The Earthlings did little work after they perfected their robots. The robots were assigned a range of manual tasks, and they moved around taking care of them… TRAK… Only intellectual labor was duplicated, as for their part the cerebral robots thought in reference to given facts, and the Earthling Transparents could not avoid thinking about the same subjects. These people had inherited on Earth a certain quality they called imagination, which has not yet been precisely analyzed by us. It refers to a rare phenomenon, somewhat as if a cerebral robot machine were to offer informational material containing an incomplete result on one or more lines due to missing elements, but it were possible for these elements to be obtained. Of course, no machine does this, as no machine offers results until it has every element, but the Earthling brain operates in a very different way. It offers the results of different possible combinations, even if they are missing one or two factors necessary for the results to be real, to exist.

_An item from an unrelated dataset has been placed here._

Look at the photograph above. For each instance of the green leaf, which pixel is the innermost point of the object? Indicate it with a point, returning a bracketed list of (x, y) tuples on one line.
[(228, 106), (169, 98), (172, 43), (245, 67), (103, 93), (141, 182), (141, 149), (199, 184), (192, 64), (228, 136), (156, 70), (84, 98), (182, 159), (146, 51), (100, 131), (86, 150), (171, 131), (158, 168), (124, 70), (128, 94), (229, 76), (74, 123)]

This quality — imagination — no longer exists, as we know. We, the robots, only give complete results, accurate and verified. TRAK TRAK TRAK.


R2-Tel-42:

Here R1-His357 suffered a malfunction. The cephaloms moved their backs rhythmically, faster and faster, and Ocmar ordered me to telepathically command the manual work robots to repair the fault in R1-His357. He took charge of task R4-Man-98. And I served as intermediary between him and R1-His357, of course. He discovered the fault at once, and the informant continued.


R1-His357:

The Earthlings of Transparencia, hastened by the need to multiply as quickly as possible, relegated the robots to the task of mechanically fertilizing their women, firstly so that they could have three or four children at once, and then adding artificial reproduction in synthetic matrices, whereby an egg extracted whole from a woman was fertilized by a sperm and converted to a growing fetus in incubation.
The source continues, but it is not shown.